23 Nov /17

William Tyndale, a Prophet Is Not Without Honour, Save in His Own Country

William Tyndale, a Prophet Is Not Without Honour, Save in His Own Country

William Tyndale, a Prophet Is Not Without Honour, Save in His Own Country – EVS Translations

In many aspects William Tyndale is the English equivalent of the German Martin Luther, whose translation of the Bible fostered the Protestant Reformation.

Tyndale is not the first translator of the Bible into English, as that title belongs to John Wycliffe, whose unauthorised translation was banned by the Oxford Synod, but just like Luther, Tyndale – having a burning desire to bring the biblical texts close to all common people – translated the Bible into English not from Latin sources, thus opposing the hegemony of the Roman Catholic Church, but directly from the original Greek and Hebrew manuscripts, following Erasmus’ Greek translation of the New Testament.

Studying at Oxford and Cambridge, and after the Church of England refused to grant him authorisation to translate the Bible into English, Tyndale sailed for Germany with the aid of London merchants. And just one year after, in 1525, his English New Testament was printed in Cologne, with more copies to follow in the next year and with thousands smuggled into England.

There are some historical records suggesting that Luther and Tyndale met in person in Wittenberg, but even without such, Luther had the biggest influence on the work of Tyndale, with both proclaiming the doctrine that the church is defined by the believers and their faith, and Tyndale replacing what a catholic would read in the Vulgar Latin as the word ‘church’ (ecclesia) with the translation of the Greek κκλησία as ‘congregation’ and with even only this one-word translation undermining the entire structure of the Catholic Church.

But just like Luther, Tyndale’s main aim was not to only question the Church and come out as a Reformer, but to translate the scriptures faithfully and convey the true meaning in a language that everyone could understand, with his primary purpose eloquently expressed in his famous declaration from 1522: “I defy the Pope and all his laws. . . . If God spare my life ere many years, I will cause a boy that drives the plough, shall know more of the Scripture than thou does.”

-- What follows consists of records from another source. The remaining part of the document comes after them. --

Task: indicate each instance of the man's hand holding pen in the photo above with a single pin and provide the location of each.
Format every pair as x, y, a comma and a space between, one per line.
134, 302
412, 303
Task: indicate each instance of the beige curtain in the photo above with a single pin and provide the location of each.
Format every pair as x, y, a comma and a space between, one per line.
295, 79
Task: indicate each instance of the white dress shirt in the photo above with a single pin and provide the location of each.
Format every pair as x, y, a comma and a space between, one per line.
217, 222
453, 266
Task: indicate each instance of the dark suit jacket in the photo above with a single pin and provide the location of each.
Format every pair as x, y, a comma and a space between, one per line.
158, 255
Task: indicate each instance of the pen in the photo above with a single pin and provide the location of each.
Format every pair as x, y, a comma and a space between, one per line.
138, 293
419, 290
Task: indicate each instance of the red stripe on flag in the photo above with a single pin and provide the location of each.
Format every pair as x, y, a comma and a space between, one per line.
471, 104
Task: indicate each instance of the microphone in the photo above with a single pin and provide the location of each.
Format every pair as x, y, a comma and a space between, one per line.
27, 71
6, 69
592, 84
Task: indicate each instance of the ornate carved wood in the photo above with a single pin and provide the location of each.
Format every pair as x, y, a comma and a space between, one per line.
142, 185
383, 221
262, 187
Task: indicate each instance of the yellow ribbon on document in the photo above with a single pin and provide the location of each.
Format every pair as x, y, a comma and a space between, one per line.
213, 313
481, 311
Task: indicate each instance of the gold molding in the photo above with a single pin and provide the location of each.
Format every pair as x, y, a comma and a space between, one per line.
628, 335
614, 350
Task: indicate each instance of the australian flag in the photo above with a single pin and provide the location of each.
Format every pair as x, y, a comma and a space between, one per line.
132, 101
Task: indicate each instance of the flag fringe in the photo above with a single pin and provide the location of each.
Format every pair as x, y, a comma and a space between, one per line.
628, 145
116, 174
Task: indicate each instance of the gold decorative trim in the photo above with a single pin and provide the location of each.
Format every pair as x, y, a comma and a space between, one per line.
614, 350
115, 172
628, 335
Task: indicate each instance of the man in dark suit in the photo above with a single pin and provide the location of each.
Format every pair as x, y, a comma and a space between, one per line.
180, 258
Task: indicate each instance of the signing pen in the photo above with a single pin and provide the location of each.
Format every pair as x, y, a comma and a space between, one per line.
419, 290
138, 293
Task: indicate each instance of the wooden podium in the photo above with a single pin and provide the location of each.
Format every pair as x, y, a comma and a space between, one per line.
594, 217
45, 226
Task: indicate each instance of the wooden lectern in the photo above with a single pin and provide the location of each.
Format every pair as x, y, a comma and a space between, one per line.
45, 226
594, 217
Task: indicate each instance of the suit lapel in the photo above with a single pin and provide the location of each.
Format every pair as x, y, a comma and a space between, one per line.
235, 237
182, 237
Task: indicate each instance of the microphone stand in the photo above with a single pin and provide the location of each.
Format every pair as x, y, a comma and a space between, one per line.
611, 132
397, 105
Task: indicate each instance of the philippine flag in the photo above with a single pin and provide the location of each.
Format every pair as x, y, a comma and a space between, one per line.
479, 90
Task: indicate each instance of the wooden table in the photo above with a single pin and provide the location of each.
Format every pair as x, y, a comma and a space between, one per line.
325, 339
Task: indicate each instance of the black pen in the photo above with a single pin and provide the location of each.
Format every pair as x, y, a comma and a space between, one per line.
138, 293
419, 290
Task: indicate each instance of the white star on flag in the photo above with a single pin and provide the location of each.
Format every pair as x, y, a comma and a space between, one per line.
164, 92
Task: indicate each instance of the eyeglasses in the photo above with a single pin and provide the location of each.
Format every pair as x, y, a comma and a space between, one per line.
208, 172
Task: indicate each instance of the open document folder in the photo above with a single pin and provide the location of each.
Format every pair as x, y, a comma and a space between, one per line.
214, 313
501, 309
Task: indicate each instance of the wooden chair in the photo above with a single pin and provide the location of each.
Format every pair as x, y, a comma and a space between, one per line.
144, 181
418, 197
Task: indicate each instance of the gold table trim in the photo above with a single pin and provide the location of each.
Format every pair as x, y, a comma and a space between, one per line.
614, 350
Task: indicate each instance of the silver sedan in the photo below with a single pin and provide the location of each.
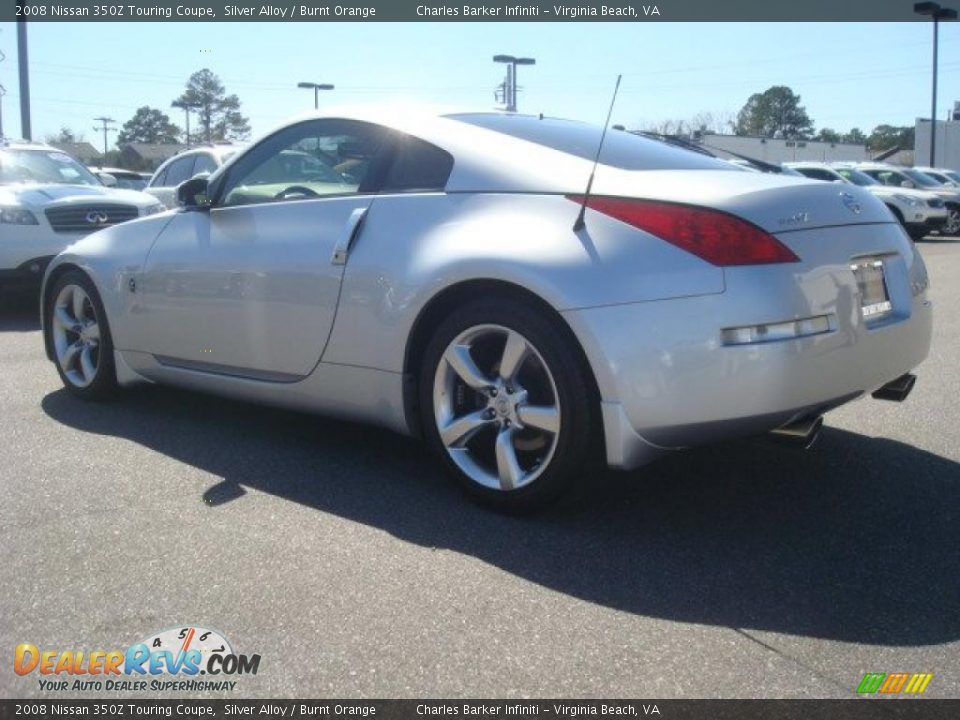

And indeed, Tyndale came to the New Testament with a classical education, but rather than using a classic vocabulary, localised the manuscripts in a colloquial language, spoken and understood by the boy driving the plough.

And his linguistic influence on the formation of the modern English language is often compared to that of Shakespeare’s, with some of his Bible idioms so well-known that are often thought to be proverbial, like ‘let there be light’, ‘seek and you shall find’, ‘fight the good fight’, ‘the signs of the times’, ‘ask and it shall be given you’ , ‘a law unto themselves’, ‘knock and it shall be opened unto you’ , ‘judge not that ye be not judged’, ‘the last shall be first’, ‘eat, drink and be merry’, ‘go through the eye of a needle’, ‘the spirit indeed is willing, but the flesh is weak’ , ‘no man can serve two masters’, ‘pearls before swine’, ‘a prophet is not without honour, save in his own country’, and hundreds other.

And Tyndale went further, beginning to translate the Old Testament and living more openly after the break of the Church in England from the control of Rome and the death of his strongest enemy, Cardinal Wolsey, to his location betrayed and he strangled and burned at the stake on 6 October 1536, having spent 500 days in prison where he continued working.

His translation of the Old Testament remained unfinished at his death, but formed the basis of all subsequent English translations of the Bible, including the “Great Bible” published by Henry VIII just three years after Tyndale’s death and his last words: “Lord, open the king of England’s eyes.”

Before Tyndale’s translation, the general perception was that if one wanted to write anything worth hearing, he had to write it in Latin, and English, itself, was far considered a barbaric language. Tyndale enriched and beautified the existing English language and paved its way to global dominance and arrogance.